Ama bizde durum bunun tam tersi. “En iyi benim! Benden daha iyisi olamaz!” diyen biri aslında “En iyi ve en ünlü ben olmalıyım, kimse benden daha iyi olmasın!” diye düşünüyor içten içe. Bu maalesef her alanda böyle. İş dünyasında birbirinin ayağını kaydıran sahta dostlar çoktur. Hadi onu geçtim, spor gibi asıl amacı eğlence olan bir şeyde bile karşı takımın taraftarlarıyla kanlı bıçaklı olan, başarısızlıklarından büyük haz alan bir milletiz biz.

Ben tek, siz hepiniz anlayışından kurtulmadıkça bu iş düzelmez maalesef.

19 Beğeni

Ben yetersizliklerini gruplaşarak kapattıklarını da düşünüyorum. Aralarından su sızmaz.

3 Beğeni

yazar kibri değil o türk insanı kibridir. memurundan, özel sektöründeki satış danışmanına, çayçısına, çöpcüsüne. bunları da küçümsemek için yazmadım yanlış anlayanlar olabilir. herkes kibir dolu. bizi bu hale getiren son 15 yılın siyasetiyle alakalı bence bu. yurtdışına gittiğimizde de medeni insanlara bu kibri bulaştırıyoruz insanlar bizi yanlış tanıyor. bir kıvılcımla bu kibir tekrar patlayıp büyük bir karmaşaya sürüklenecekmişiz gibi ama hadi hayırlısı.

1 Beğeni

15 yılın siyasetiyle nasıl bir alakası var bilemedim. Bunun gibi (bence) olmadık şeyleri siyasete baglamayi da doğru bulmuyorum. Kaldı ki 15 yıl önce de var olan bir şey bu.

6 Beğeni

Asla cevabına ulaşamayacağım sorulardan biri.

Kitaplarının kapak ve önsözünde “Bir ilk…” ibaresiyle başlayan cümlelere yer verenleri ve/veya “Harikalığından aklınız başınızdan gidecek.” tarzı benim okuyup vermem gereken kararı benim adıma vermeye kalkan övgülerden hoşlanmıyorum zaten. Tamam, "Umarım beğenirsiniz."cilikle de kitap pazarlanmaz, kabul. Ama bahsettiğim gibisinden tanıtımların da bir ayarı olmalı.

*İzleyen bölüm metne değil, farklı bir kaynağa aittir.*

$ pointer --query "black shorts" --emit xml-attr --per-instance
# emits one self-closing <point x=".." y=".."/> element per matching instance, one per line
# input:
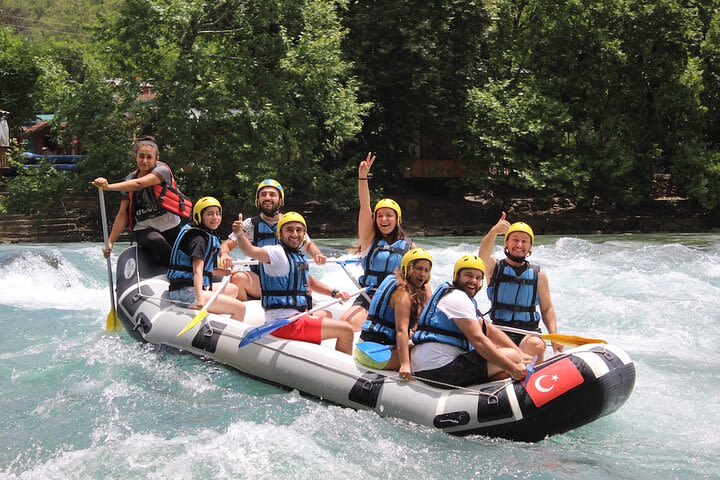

Ben, bu türden tavırları kibir olarak bile nitelendiremiyorum. Her duygu gibi, birazcık ayarında kibirlenmenin zararı olmaz; aksi halde, herkesle kendini karşılaştırıp, sonunda “Ben hariç herkes müthiş.” tarzı kimlik sorunları peydahlanır.

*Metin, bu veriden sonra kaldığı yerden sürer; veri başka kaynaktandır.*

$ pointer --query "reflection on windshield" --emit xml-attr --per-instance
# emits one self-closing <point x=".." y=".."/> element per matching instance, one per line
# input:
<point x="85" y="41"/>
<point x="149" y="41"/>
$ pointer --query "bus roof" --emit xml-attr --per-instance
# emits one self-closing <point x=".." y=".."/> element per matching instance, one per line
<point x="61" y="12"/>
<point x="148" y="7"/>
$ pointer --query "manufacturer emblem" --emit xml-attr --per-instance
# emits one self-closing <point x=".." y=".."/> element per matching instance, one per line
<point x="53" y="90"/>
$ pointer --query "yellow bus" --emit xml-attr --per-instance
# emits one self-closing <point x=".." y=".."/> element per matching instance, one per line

Bir kaygı olduğu açık. Ama bu kaygının tetikleyicileri nelerdir tam bilemiyorum. Emin olabildiğim tek şey, o kaygıyı yaratan tetikleyicilerin asıl kaygılanılması gerekilen hususlar içerisinde yer almadığı.

Genel olarakta, yerli kurmacamızda türsel bir gelenek oluşmamasının payı da var. Yıllara yayılan süreçte, diğer türlerin baskınlığı arasında kaynayan bireysel çalışmalar oldu. Başarılar da başarısızlıklar da hep bireysel ölçekte kaldı. O sebeplen de, çalışma namına belli bir birikim oluşsa da bu birikimin içerisinden, genel hatları ve eğilimleri bazında tanımlanabilecek, daha iyi ve yenisine ulaşmak için tekrar yorumlanabilecek veya yapısökümüne uğratılabilecek, modern yerli spekülatif kurgu geleniği/anlayışu oluşamadı. Kastım, zaten var olan türlerin tekrar yaratımı değil; örneğin, farklı yazarların kaleminden, belli bir tarihte vuku bulmuş güncel toplumsal sorunların gerçeküstücü yazının olanaklarıyla iredelenen hikâyeler çıkmasıyla sıkça karşılaşılması gibi konusal ya da tuhaf kurguların ağırlıkta olması gibi türsel yatkınlıklarla karşılaşılması.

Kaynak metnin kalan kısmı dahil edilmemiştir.